Penelitian terdahulu yang sejalan dengan hal ini adalah penelitian Retnowati (2016) dan Kusumawardani (2012) yang menunjukkan bahwa ukuran pemerintah daerah (size) yang diukur dengan total aset berpengaruh positif terhadap kinerja keuangan Pemerintah daerah. Dari hasil penelitian tersebut, dapat diasumsikan bahwa total aset dapat mempengaruhi besar kecilnya ukuran pemerintah daerah tersebut. Yang artinya ukuran yang besar dalam pemerintah akan memberikan kemudahan kegiatan operasional yang kemudian akan mempermudah dalam memberi pelayanan masyarakat yang memadai. Selain itu, kemudahan di bidang operasional juga akan memberi kelancaran dalam memperoleh Pendapatan Asli Daerah (PAD) guna kemajuan daerah sebagai bukti peningkatan kinerja. Dan semakin besar total aset maka semakin besar pula ukuran pemerintah daerahnya.

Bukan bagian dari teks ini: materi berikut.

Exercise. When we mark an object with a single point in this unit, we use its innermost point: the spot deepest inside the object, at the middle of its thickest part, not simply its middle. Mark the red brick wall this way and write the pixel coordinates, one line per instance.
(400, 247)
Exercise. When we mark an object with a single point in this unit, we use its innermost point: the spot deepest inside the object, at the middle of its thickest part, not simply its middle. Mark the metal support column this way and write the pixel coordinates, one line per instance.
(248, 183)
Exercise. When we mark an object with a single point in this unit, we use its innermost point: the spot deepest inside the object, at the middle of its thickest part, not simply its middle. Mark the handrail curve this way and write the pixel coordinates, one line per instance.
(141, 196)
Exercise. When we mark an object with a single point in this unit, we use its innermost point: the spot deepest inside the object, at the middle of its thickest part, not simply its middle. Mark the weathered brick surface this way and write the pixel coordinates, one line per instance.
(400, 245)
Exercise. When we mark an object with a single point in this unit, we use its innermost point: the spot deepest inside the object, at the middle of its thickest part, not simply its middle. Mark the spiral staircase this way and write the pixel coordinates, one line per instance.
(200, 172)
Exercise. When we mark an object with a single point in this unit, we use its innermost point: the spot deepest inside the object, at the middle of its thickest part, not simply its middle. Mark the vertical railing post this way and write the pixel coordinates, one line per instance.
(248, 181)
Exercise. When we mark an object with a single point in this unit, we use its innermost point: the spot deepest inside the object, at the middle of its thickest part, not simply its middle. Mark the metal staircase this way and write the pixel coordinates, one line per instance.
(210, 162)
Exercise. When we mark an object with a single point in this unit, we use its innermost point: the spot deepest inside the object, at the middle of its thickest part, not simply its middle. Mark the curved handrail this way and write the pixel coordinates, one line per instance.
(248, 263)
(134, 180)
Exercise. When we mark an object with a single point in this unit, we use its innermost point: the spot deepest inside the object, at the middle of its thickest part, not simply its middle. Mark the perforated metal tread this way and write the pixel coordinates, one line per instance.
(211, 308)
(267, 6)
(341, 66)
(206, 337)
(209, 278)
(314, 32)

Begitu juga sebaliknya, semakin kecil total aset maka semakin kecil pula ukuran pemerintah daerahnya. Hal ini akan berdampak pada kinerja keuangannya. Semakin besar ukuran pemerintah daerah maka akan semakin besar pula tuntutan terhadap pemerintah dalam peningkatan sumber daya yang dimiliki untuk memberikan pelayanan kepada masyarakat. Peningkatan pelayanan kepada masyarakat ini tentunya diharapkan dapat meningkatkan kinerja pemerintah daerah tersebut.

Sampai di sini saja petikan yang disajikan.